Kashif, October 11, 2004 - 9:04 am UTC

Hi Tom,

Is there a different method to calculate space requirements for tables/indexes in 9i or 10G? TOAD and Designer 6i seem to provide a method for calculating size requirements, and I was curious to hear what you thought about those methods, if you are familiar with them. Thanks!

Kashif

Tom Kyte
October 11, 2004 - 9:39 am UTC

there is only one way I've seen work.

and i wrote about it in the original response above....

Estimate tables / index size

Alejandra Aruachan, March 09, 2005 - 9:18 am UTC

I read the previous and I'd like to know if Oracle have a tool like Toad to estimate tables size , specially if you are implementing a new system. I'd like to find a tool to estimate the table more easy specially if you have many tables



Thanks

A reader, September 10, 2012 - 4:19 pm UTC

I need to estimate the size of table, index growth based on the data loaded and calculate the amount to disk growth per day. Can you please let me there is any explanation on making this estimation on your website?
Tom Kyte
September 14, 2012 - 2:56 pm UTC

well, read the original answer above.

you'll have to build your table, load it up with some data, measure, load it up with more, measure, repeat. and then report.


Alexander, September 14, 2012 - 3:14 pm UTC

Doesn't the segment advisor (dbms_space.object_growth_trends) do this out of the box for us?
Tom Kyte
September 14, 2012 - 7:01 pm UTC

only if you have the data already - it didn't sound at all like they did.

if you start with "i need to estimate the size of a table", that indicates to you that you do not have the table yet.

Alexander, September 16, 2012 - 1:07 am UTC

dbms_space.create_table_cost can be used for that right?
Tom Kyte
September 16, 2012 - 4:25 am UTC

test it out, show us what you get versus what the table actually becomes.
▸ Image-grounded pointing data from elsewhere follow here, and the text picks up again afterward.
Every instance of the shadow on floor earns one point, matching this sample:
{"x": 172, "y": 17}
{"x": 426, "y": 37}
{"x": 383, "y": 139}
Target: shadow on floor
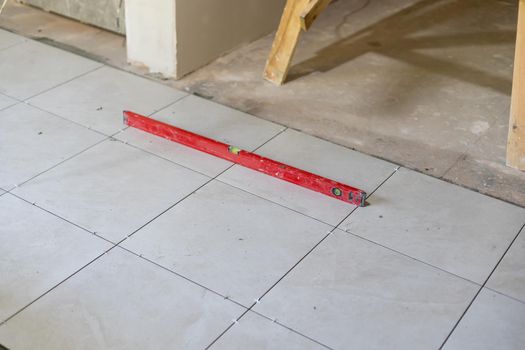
{"x": 395, "y": 37}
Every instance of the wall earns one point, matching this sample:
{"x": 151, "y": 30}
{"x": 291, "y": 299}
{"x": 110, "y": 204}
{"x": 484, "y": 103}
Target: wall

the fact is - a varchar2(30) might

a) almost always have less than 5 characters in your particular database
b) almost always be null in your particular database and since it is the last column in the table, takes 0 bytes
c) almost always has more than 25 characters and is never null
d) think about all of the situations


a number might

a) be almost always 1 or 2 bytes in your database - you tend to store a single digit code.
b) almost always near 22 bytes - you store high precision numbers
c) somewhere in between
d) almost always null
e) etc etc etc


the only datatypes we can "count" on would be dates/timestamps and chars, although you have the nullality issue to still deal with.